3ª Parte. De la pertinente procedencia de hacer crítica literaria de libros a medio leer. ¿O es usted tan hipócrita de negar que es incapaz de criticar a alguien sin, antes, haberlo conocido a conciencia?.

Retomando el hilo de nuestra antigua historia. ¿Acaso el hecho de no haber terminado en pelotas... retozando en la cama... con tu pretendiente va llevarte a renunciar a criticar con tus amigas, con tus amigos: su camisa de Tommy Hilfiger, sus zafios modales al cortar la carne, su predilección por Aida (la serie de la tele), su detestable arrogancia, o su obsesiva tendencia a pretender dejarte en ridículo? ¡Y un güevo!. Otro más.

Imagínate, ahora, si con quien has quedado es con un actor o con una actriz famosos. Menos aún lo callarías.
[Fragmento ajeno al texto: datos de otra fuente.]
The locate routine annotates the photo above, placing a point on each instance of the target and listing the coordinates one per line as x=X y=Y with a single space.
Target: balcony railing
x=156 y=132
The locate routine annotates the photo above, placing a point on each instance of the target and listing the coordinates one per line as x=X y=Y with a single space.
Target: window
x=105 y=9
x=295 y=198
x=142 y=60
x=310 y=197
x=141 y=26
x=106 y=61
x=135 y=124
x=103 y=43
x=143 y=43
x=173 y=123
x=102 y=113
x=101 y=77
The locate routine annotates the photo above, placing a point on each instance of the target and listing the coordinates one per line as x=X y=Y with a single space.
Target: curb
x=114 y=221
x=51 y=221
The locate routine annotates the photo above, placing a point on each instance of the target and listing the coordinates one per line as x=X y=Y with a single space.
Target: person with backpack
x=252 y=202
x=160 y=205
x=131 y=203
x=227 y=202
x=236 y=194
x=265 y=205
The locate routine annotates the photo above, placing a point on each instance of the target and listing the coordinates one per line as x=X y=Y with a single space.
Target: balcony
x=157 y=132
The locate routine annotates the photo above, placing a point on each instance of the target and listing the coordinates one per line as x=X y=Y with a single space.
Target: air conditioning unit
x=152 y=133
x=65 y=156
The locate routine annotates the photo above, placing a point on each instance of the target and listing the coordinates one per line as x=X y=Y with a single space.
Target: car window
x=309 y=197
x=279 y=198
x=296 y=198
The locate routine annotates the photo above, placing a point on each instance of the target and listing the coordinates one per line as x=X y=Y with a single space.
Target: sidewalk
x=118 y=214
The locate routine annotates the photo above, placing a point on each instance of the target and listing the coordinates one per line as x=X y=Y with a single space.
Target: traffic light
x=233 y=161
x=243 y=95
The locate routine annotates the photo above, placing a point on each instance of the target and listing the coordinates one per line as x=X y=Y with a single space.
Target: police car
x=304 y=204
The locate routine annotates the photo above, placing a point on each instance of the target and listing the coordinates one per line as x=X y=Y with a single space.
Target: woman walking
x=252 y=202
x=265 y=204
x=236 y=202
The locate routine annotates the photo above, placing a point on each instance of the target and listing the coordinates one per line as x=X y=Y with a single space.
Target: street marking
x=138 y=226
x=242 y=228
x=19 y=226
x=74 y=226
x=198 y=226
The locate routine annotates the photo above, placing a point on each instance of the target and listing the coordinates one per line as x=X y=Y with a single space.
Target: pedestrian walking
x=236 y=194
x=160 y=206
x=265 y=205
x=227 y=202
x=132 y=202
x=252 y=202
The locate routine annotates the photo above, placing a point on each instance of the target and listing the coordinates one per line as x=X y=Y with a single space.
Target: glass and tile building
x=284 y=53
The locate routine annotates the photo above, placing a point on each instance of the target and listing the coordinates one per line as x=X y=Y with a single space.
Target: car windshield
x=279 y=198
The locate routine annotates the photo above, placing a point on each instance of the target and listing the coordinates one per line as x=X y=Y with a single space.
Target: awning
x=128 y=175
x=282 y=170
Añádele que a tí, además, te hubiese dado por hacerte reportero de la prensa rosa. ¡Imposible, en este caso, que guardases silencio!

Pues esto, en el fondo, es lo que pasa con estos dos señores, de los que hasta ahora les he venido hablando, que como son una especie de reporteros de la prensa del corazón pero en relación con los escritores, el hecho de cotillearnos acerca de las novelas de estos últimos -el que los autores entablan con sus obras es el summum de los idilios en el egocéntrico mundo de la literatura- habrá de suponerlos poco menos que una obligación. Incluso... aunque hayan sido incapaces de pasar de la página ventiuna.